Many 401k plans today provide participants with a financial planner or a retirement adviser. If your 401k company provides you with professionals like that, take advantage of the opportunity to work with them. The advice they give you could improve your financial health.
It makes good financial sense to have a team of advisers; each team member providing you different expertise.
Your team should consist of your personal accountant, insurance agent and personal financial planner or retirement adviser.
What you want from the financial planner or retirement adviser is help with your retirement income planning: your 401k investing, your asset allocation model and your investment choices within your 401k account.
How To Improve Your Financial Health
To be financially healthy you need financial balance, financial stability, direction and commitment. Your team of advisers should be helping you with that; if they aren’t, get a new team.
#1 – Financial Balance – Retirement Income Planning
- Your retirement income will come from several sources, not just your 401k investment accounts.
- As the retirement expert, your retirement adviser should analyze all of these sources.
- Retirement income planning is the review of your 401k account, your Individual Retirement Accounts, social security and your other personal savings.
- How much will each of those sources be able to provide you at retirement?
- Your financial planner or retirement adviser can run projections for you to determine that.
- Those projections will be the base from which you will build your retirement plan from.
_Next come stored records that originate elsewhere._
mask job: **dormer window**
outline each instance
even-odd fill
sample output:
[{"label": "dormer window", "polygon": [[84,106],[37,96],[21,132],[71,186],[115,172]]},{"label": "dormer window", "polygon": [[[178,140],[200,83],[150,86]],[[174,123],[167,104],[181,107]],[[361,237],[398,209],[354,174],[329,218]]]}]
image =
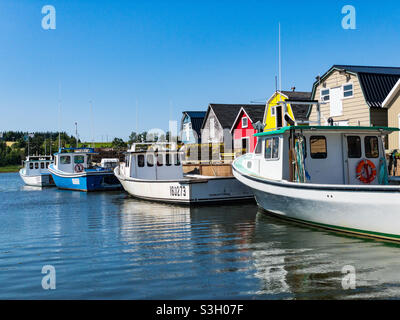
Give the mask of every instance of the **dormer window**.
[{"label": "dormer window", "polygon": [[242,128],[247,128],[249,125],[249,119],[247,119],[246,117],[242,118]]}]

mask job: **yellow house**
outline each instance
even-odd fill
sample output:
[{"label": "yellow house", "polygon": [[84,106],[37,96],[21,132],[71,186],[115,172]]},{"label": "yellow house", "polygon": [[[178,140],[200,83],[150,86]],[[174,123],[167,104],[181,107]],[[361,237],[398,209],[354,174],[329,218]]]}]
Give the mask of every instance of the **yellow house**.
[{"label": "yellow house", "polygon": [[[264,113],[264,131],[275,130],[281,127],[289,126],[290,124],[285,120],[285,114],[281,101],[297,100],[307,101],[311,98],[311,92],[300,91],[276,91],[271,98],[267,101]],[[287,104],[287,116],[293,122],[307,121],[309,113],[309,106],[307,105],[293,105]]]}]

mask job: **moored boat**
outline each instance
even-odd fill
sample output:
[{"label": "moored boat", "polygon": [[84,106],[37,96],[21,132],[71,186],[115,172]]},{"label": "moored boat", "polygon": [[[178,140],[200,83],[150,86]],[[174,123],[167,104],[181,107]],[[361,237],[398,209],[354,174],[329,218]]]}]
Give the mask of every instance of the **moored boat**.
[{"label": "moored boat", "polygon": [[141,199],[180,204],[254,199],[250,188],[233,176],[185,174],[181,152],[174,149],[144,151],[134,144],[114,173],[130,195]]},{"label": "moored boat", "polygon": [[283,218],[400,241],[400,186],[388,177],[384,135],[397,128],[293,125],[256,134],[233,174]]},{"label": "moored boat", "polygon": [[28,186],[54,186],[53,178],[48,171],[51,163],[53,163],[52,156],[27,156],[19,175]]},{"label": "moored boat", "polygon": [[96,154],[93,148],[61,148],[49,166],[56,186],[85,192],[120,189],[112,168],[92,164]]}]

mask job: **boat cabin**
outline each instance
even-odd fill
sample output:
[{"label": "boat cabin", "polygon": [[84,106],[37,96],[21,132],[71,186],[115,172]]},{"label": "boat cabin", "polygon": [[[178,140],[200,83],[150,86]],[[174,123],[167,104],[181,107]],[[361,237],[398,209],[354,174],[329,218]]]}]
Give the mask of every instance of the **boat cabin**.
[{"label": "boat cabin", "polygon": [[41,173],[48,173],[47,168],[52,162],[52,156],[28,156],[23,162],[25,175],[35,176]]},{"label": "boat cabin", "polygon": [[174,143],[133,144],[120,166],[126,177],[144,180],[182,179],[182,152]]},{"label": "boat cabin", "polygon": [[67,173],[93,169],[92,156],[95,154],[93,148],[62,148],[54,154],[54,168]]},{"label": "boat cabin", "polygon": [[[319,120],[319,119],[318,119]],[[258,133],[250,173],[311,184],[387,184],[383,139],[397,128],[294,125]]]}]

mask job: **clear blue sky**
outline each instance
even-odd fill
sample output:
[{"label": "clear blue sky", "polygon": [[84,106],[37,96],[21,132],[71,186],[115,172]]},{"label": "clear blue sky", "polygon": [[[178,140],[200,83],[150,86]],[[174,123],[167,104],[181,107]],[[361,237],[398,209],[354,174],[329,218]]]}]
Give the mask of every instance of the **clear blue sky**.
[{"label": "clear blue sky", "polygon": [[[44,5],[56,30],[43,30]],[[341,26],[356,8],[356,30]],[[167,129],[170,115],[210,102],[262,101],[275,89],[278,22],[282,87],[310,91],[333,64],[400,66],[398,1],[0,2],[0,131],[74,132],[126,139]],[[136,121],[138,105],[138,121]]]}]

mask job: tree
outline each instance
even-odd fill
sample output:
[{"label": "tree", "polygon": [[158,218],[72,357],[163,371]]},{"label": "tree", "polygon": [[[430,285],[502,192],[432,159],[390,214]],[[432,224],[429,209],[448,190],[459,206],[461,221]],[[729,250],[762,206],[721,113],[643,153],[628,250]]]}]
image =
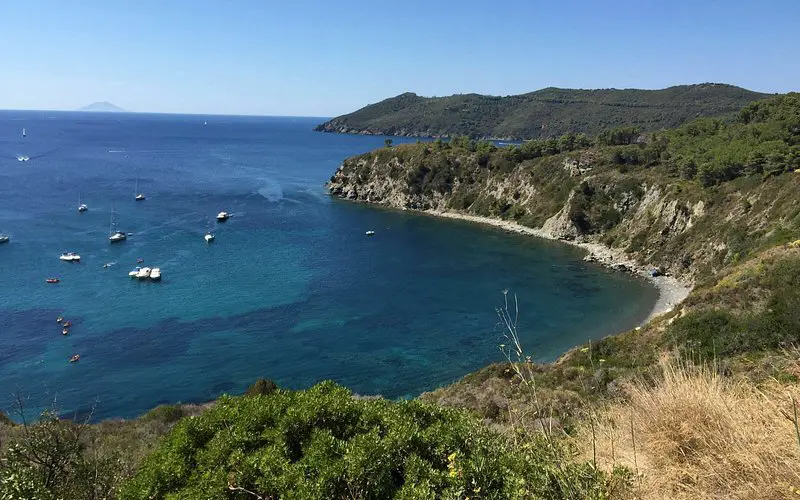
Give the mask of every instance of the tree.
[{"label": "tree", "polygon": [[390,147],[392,147],[392,140],[391,140],[391,139],[385,139],[385,140],[383,141],[383,144],[384,144],[384,145],[385,145],[387,148],[390,148]]}]

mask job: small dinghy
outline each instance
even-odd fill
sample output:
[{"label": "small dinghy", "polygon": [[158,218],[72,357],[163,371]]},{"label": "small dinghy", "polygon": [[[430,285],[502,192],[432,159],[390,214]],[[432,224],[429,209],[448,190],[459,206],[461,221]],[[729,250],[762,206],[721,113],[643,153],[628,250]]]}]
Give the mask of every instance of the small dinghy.
[{"label": "small dinghy", "polygon": [[80,354],[76,354],[76,355],[72,356],[71,358],[69,358],[69,362],[70,363],[77,363],[80,360],[81,360],[81,355]]},{"label": "small dinghy", "polygon": [[59,283],[61,280],[58,278],[47,278],[44,280],[46,283]]}]

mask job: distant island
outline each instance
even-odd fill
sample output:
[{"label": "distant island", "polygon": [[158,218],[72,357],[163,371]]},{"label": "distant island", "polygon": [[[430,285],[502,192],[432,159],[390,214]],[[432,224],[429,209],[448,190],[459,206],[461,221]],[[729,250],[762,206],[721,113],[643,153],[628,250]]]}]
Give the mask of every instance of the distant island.
[{"label": "distant island", "polygon": [[407,92],[338,116],[314,130],[363,135],[521,140],[567,132],[594,136],[620,126],[673,128],[697,117],[732,115],[768,94],[703,83],[661,90],[546,88],[505,97]]},{"label": "distant island", "polygon": [[122,109],[114,104],[111,104],[108,101],[102,101],[102,102],[93,102],[88,106],[78,108],[78,111],[97,111],[101,113],[123,113],[126,112],[127,110]]}]

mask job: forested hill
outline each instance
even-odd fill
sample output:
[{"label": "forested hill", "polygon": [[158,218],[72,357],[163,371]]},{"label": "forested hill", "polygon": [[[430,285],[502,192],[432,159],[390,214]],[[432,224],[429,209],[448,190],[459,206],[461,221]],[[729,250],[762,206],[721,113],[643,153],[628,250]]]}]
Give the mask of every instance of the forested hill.
[{"label": "forested hill", "polygon": [[704,83],[662,90],[546,88],[496,97],[400,94],[336,117],[315,130],[410,137],[533,139],[567,132],[595,135],[608,128],[644,131],[677,127],[697,117],[733,113],[767,97],[732,85]]}]

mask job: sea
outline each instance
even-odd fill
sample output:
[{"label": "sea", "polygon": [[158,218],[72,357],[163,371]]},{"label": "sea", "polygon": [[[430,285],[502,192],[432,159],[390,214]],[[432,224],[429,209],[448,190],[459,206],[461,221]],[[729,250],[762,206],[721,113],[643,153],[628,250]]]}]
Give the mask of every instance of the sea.
[{"label": "sea", "polygon": [[[130,418],[260,377],[413,398],[504,360],[504,297],[539,361],[654,305],[651,284],[576,248],[330,197],[342,160],[385,138],[321,121],[1,111],[0,410]],[[131,279],[137,265],[162,280]]]}]

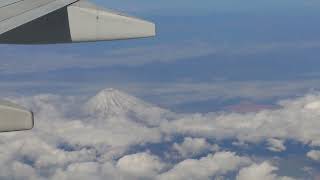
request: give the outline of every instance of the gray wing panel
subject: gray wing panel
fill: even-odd
[[[1,0],[0,34],[76,1],[78,0]]]

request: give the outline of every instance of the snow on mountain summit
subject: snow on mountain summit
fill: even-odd
[[[91,98],[87,108],[91,113],[121,115],[130,111],[150,108],[151,105],[116,89],[105,89]]]
[[[104,118],[130,117],[138,122],[156,125],[169,111],[116,89],[105,89],[85,105],[87,113]]]

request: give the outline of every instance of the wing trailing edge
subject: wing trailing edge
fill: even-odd
[[[144,38],[156,34],[154,23],[104,10],[88,2],[68,6],[68,17],[73,42]]]
[[[78,1],[0,35],[0,43],[52,44],[152,37],[156,26]]]

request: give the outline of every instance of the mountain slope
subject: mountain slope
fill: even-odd
[[[100,91],[86,103],[85,110],[102,118],[130,117],[131,121],[146,125],[158,125],[161,119],[172,114],[116,89]]]

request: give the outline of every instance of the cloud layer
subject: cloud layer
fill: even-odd
[[[275,110],[208,114],[172,113],[113,89],[89,100],[11,99],[35,111],[36,127],[0,135],[1,179],[286,179],[268,159],[214,142],[266,143],[275,152],[288,140],[320,147],[319,94]]]

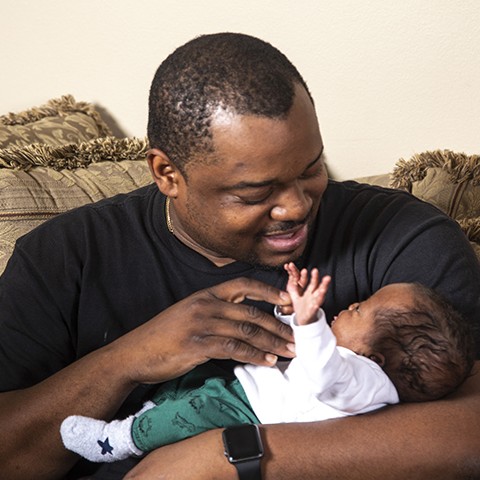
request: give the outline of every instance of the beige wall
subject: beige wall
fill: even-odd
[[[299,68],[337,178],[426,149],[480,153],[478,0],[0,0],[0,112],[71,93],[143,136],[158,64],[218,31]]]

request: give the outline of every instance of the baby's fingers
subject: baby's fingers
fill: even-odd
[[[318,287],[316,288],[316,290],[314,292],[315,296],[319,299],[319,301],[321,303],[323,303],[325,301],[325,295],[328,292],[328,287],[330,285],[331,280],[332,280],[332,277],[330,277],[330,275],[325,275],[322,278],[322,281],[320,282],[320,285],[318,285]],[[317,278],[317,282],[318,282],[318,278]]]

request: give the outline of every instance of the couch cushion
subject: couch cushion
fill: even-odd
[[[5,149],[0,163],[0,273],[15,240],[46,219],[150,183],[147,149],[146,139],[114,137]]]
[[[378,175],[369,175],[367,177],[357,177],[354,178],[358,183],[368,183],[369,185],[378,185],[379,187],[389,187],[390,186],[390,174],[389,173],[380,173]]]
[[[72,95],[45,105],[0,116],[0,149],[31,143],[65,145],[111,135],[95,107]]]
[[[436,150],[400,159],[390,186],[407,190],[458,221],[480,251],[480,156]]]

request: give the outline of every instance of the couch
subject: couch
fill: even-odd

- Retirement income planning analyzes your entire retirement picture for you: different ways you can save for retirement; take advantage of free money from employer matching; invest all raises and bonuses and avoid 401k loans.
#2 – Financial Stability – Investment Choices
- Your best investment choices are those that fit with your financial goals, risk tolerance levels and time horizon.
Your Risk Tolerance
- The type of investment choices you make are based on your comfort with risk.
- Your comfort with risk changes over time.
- As you get closer to retirement, you may see yourself becoming more uncomfortable with high risk.
- If risky investments keep you up at night, choose a more moderate or conservative investment.
- Ask your retirement adviser to show you the financial data on an investment risk before you purchase it.
- Money market or a cash equivalent would be a very conservative investment.
- Large cap mutual funds could be considered a moderate investment.
- Mid cap and small cap more risky.
- International is considered by industry standards to be a risky investment choice.
- Ask your financial planner to give you a risk test.
Your Time Horizon
- Your time horizon is the amount of time you will be investing until you need to withdraw for retirement.
- This is how long your money will remain invested.
Your Asset Allocation
- Do you have all your eggs in one basket?
- Review your entire portfolio to make sure you assets are diversified or spread out between cash, stocks and bond investments.
- Staying diversified helps smooth out the upward and downward swings of the markets.
#3 – Financial Focus & Direction
- If you want your retirement investments to last throughout your entire retirement years; you need to stay focused on building up your retirement investments.
- Develop a long-term retirement plan.
- Periodically review that long-term plan with you.
- And you, you need to stick to the plan.
#4 – Your Commitment
- You and your teams must stay committed to building and growing your retirement accounts.
- To be financially health you have to start with the desire to be.